In continuing to understand trauma and how it affects someone who has undergone a traumatic event in his or her life, it’s important to consider the brain’s physiological response and how that can affect a person’s emotional state.
Time is not a Factor
Trauma, when it is left untreated, has no regard for the passage of time. Symptoms can strike at any given time, and the slightest trigger can cause a reaction or a physiological response in the brain even if years have passed since the event took place. This is a source of frustration for many trauma victims because they feel that because a particular event happened so long ago, surely that must mean that some healing should be taking place. However, that’s not usually the case.
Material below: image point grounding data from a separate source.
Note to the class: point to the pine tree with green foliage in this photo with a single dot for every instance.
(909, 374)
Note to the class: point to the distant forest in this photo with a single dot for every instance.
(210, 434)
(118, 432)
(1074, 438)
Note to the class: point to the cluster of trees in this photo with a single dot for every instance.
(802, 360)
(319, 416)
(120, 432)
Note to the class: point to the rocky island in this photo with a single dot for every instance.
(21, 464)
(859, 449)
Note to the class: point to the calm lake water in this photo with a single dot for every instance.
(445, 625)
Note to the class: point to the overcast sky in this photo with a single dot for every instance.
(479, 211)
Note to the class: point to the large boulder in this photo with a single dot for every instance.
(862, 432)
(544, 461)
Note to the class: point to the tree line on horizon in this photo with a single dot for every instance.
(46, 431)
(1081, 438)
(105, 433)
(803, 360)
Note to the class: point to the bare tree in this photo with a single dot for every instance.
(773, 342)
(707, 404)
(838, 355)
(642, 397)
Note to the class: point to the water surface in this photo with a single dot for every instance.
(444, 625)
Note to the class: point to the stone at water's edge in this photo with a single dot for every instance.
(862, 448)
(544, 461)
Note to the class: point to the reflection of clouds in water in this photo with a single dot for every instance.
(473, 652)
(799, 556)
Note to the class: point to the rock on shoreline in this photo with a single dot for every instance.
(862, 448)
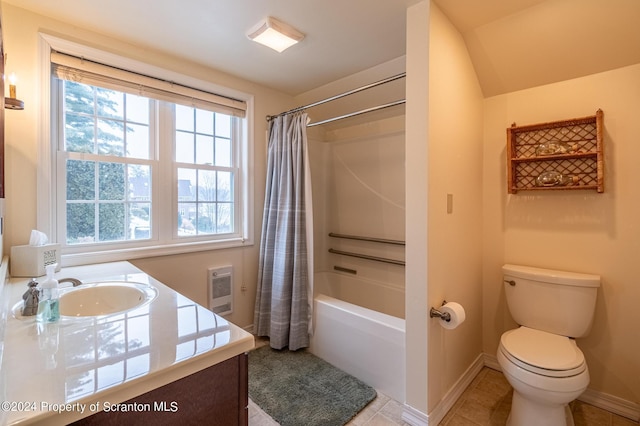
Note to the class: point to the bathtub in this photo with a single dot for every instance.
(367, 344)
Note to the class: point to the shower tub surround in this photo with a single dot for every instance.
(148, 360)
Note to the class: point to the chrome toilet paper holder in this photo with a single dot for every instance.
(434, 313)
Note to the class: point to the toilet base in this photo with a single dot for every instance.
(525, 412)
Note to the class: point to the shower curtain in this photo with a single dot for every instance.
(284, 295)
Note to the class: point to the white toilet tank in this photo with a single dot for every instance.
(557, 302)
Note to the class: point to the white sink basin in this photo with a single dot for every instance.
(104, 298)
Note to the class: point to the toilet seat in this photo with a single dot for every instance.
(542, 353)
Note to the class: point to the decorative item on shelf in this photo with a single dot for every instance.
(12, 102)
(555, 148)
(573, 148)
(554, 178)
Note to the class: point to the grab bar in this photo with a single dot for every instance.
(370, 239)
(367, 257)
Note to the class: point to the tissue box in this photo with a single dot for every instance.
(30, 261)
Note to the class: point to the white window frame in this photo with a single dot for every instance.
(46, 183)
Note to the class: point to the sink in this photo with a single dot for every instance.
(104, 298)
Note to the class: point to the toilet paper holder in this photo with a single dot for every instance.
(434, 313)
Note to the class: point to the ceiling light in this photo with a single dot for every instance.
(275, 34)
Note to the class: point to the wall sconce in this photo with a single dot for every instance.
(12, 102)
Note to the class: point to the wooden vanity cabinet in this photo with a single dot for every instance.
(217, 395)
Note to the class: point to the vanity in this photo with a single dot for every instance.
(167, 360)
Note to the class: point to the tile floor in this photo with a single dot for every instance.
(486, 402)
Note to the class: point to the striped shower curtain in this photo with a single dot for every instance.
(284, 294)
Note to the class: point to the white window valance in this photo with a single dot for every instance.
(72, 68)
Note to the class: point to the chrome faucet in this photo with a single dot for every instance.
(76, 282)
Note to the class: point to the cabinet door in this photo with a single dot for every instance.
(217, 395)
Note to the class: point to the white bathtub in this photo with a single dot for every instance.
(367, 344)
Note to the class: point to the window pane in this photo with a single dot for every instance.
(111, 181)
(204, 149)
(186, 185)
(223, 125)
(184, 147)
(223, 152)
(111, 219)
(137, 141)
(137, 109)
(225, 187)
(109, 103)
(139, 182)
(80, 223)
(206, 218)
(81, 178)
(140, 221)
(224, 222)
(206, 185)
(204, 122)
(184, 118)
(78, 98)
(79, 133)
(186, 219)
(110, 137)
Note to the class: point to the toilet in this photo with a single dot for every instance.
(540, 359)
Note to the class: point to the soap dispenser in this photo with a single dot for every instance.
(48, 306)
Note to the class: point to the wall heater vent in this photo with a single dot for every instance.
(221, 290)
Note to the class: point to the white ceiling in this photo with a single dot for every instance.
(514, 44)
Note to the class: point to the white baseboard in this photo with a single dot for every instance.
(602, 400)
(417, 418)
(414, 417)
(611, 403)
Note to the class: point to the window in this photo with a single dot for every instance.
(138, 169)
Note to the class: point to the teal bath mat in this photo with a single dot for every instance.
(298, 388)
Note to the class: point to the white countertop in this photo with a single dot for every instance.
(80, 365)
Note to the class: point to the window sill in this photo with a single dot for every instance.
(90, 257)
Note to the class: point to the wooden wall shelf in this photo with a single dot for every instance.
(585, 165)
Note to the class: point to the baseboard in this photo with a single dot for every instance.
(611, 403)
(417, 418)
(414, 417)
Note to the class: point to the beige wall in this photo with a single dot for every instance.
(572, 230)
(455, 167)
(185, 273)
(416, 151)
(444, 156)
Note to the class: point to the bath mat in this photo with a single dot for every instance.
(298, 388)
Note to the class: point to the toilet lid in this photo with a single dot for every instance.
(542, 352)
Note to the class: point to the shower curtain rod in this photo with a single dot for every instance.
(342, 95)
(353, 114)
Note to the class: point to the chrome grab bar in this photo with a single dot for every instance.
(367, 257)
(369, 239)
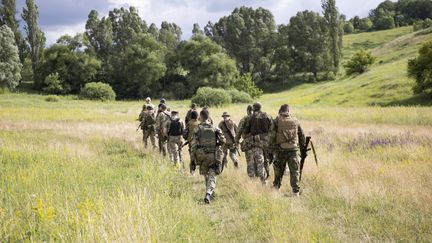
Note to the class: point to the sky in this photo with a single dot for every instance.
(60, 17)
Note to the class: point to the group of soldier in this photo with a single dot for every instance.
(263, 140)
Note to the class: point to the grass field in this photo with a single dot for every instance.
(76, 170)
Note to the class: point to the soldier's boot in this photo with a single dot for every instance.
(207, 198)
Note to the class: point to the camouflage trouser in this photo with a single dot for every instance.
(258, 160)
(232, 153)
(290, 158)
(208, 163)
(251, 166)
(149, 134)
(162, 144)
(174, 144)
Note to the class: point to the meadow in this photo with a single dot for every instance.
(76, 171)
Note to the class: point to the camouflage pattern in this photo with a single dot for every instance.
(286, 150)
(282, 159)
(160, 128)
(229, 129)
(209, 160)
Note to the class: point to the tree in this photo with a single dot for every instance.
(7, 17)
(35, 36)
(335, 31)
(420, 68)
(359, 63)
(206, 64)
(308, 38)
(10, 65)
(246, 34)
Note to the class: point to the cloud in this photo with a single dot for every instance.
(69, 16)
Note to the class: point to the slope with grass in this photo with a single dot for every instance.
(386, 83)
(76, 171)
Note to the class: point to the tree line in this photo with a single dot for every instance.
(139, 59)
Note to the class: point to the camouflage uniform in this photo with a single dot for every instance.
(175, 141)
(207, 153)
(161, 119)
(259, 142)
(289, 137)
(229, 129)
(147, 125)
(245, 145)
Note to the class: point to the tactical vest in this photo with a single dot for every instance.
(259, 124)
(287, 132)
(207, 138)
(175, 128)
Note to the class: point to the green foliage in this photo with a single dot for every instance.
(420, 68)
(97, 91)
(10, 66)
(52, 98)
(207, 96)
(239, 96)
(359, 63)
(53, 84)
(251, 49)
(245, 83)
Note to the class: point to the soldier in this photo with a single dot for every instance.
(175, 128)
(260, 127)
(162, 102)
(187, 135)
(206, 149)
(246, 144)
(161, 119)
(188, 114)
(289, 138)
(148, 103)
(148, 127)
(229, 128)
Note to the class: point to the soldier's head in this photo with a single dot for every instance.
(204, 115)
(226, 116)
(284, 110)
(163, 107)
(194, 115)
(249, 109)
(256, 106)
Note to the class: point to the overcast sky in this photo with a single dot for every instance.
(59, 17)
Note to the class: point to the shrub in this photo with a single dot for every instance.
(211, 97)
(245, 83)
(97, 91)
(52, 98)
(420, 68)
(359, 63)
(239, 96)
(53, 84)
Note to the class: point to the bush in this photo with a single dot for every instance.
(359, 63)
(97, 91)
(211, 97)
(245, 83)
(420, 68)
(53, 84)
(239, 96)
(52, 98)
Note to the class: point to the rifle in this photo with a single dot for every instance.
(233, 138)
(304, 154)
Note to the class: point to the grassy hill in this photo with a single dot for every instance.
(76, 170)
(386, 83)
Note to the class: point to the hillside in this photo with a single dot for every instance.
(386, 83)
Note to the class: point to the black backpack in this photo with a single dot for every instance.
(175, 128)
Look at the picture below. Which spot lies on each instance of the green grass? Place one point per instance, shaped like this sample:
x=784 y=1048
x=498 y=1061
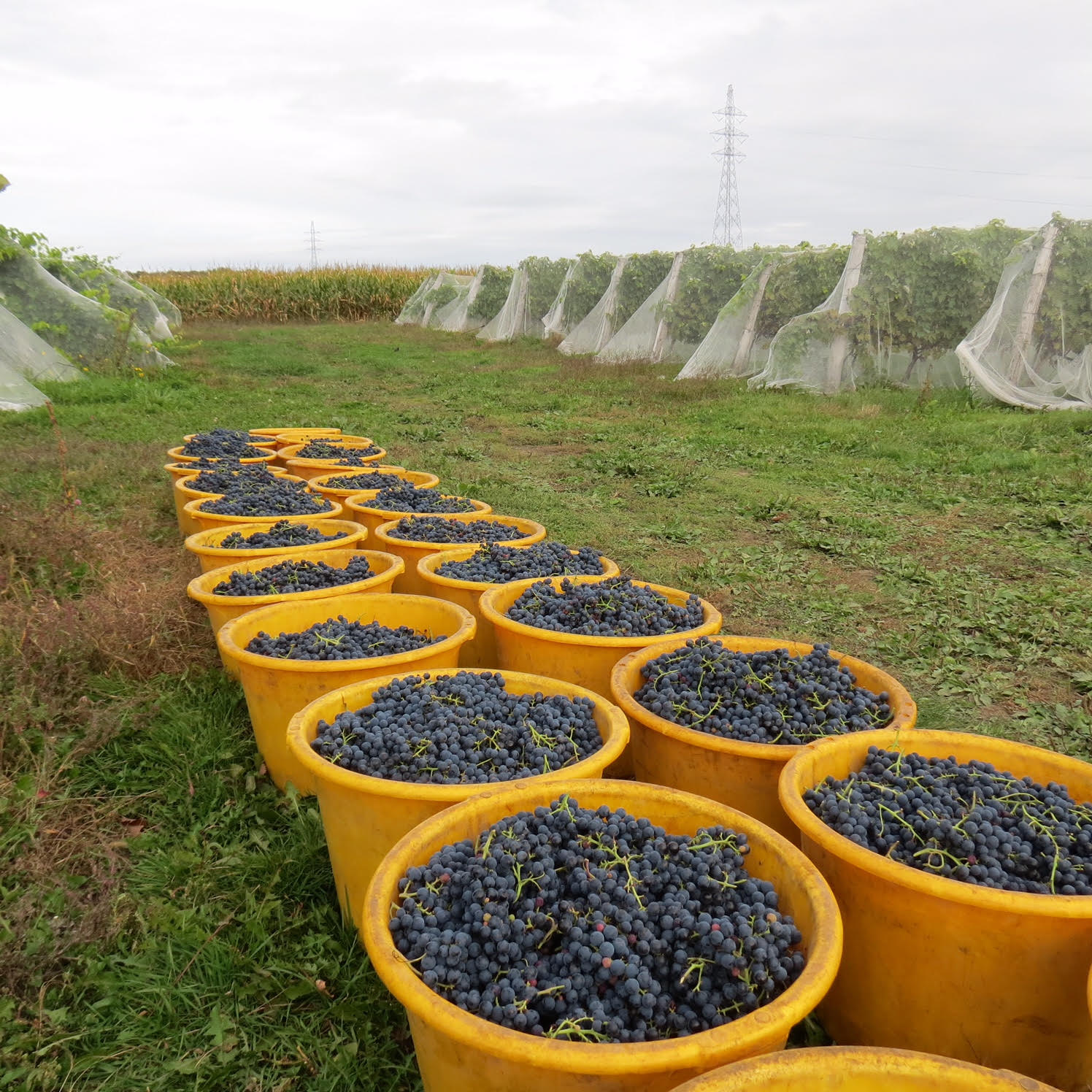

To demonstrate this Dr. Van Der Kolk tested a number of subjects and he recorded their responses when they were played a recording of a script that had been prepared especially for them. The scripts were indicative of the trauma that many of them had faced in the past, so he was targeting their specific cases in the tests. He cited one woman in particular who had lost her daughter and her unborn child in a car accident thirteen years before. He noted that when the script was played, she demonstrated an increase in brain activity in her amygdala, which is the part of the brain that is responsible for activating the body’s stress response. Even though a great deal of time had passed since the traumatic event occurred, this woman’s brain responded in a dramatic way. Physiologically, she exhibited an increase in her blood pressure, heart rate and oxygen intake.
What Causes These Responses?
You might think that only certain things could trigger these reactions. However, that’s not the case. Triggers can happen out of nowhere, and the human mind is incredibly capable of drawing parallels between events that might not even seem connected to the original traumatic event. Images, thoughts or sounds or even smells can all quickly become triggers that can haunt an individual for the rest of his life.
Intervention with trauma therapy is an important part of finding healing. While it isn’t always easy to talk about a traumatic event, talking about it with someone safe is extremely helpful to aid in the healing process. Have you suffered a trauma either recently or in your past? Regardless of what type of trauma it was, the impact it had on you can have serious lifelong consequences unless you take the steps to find help.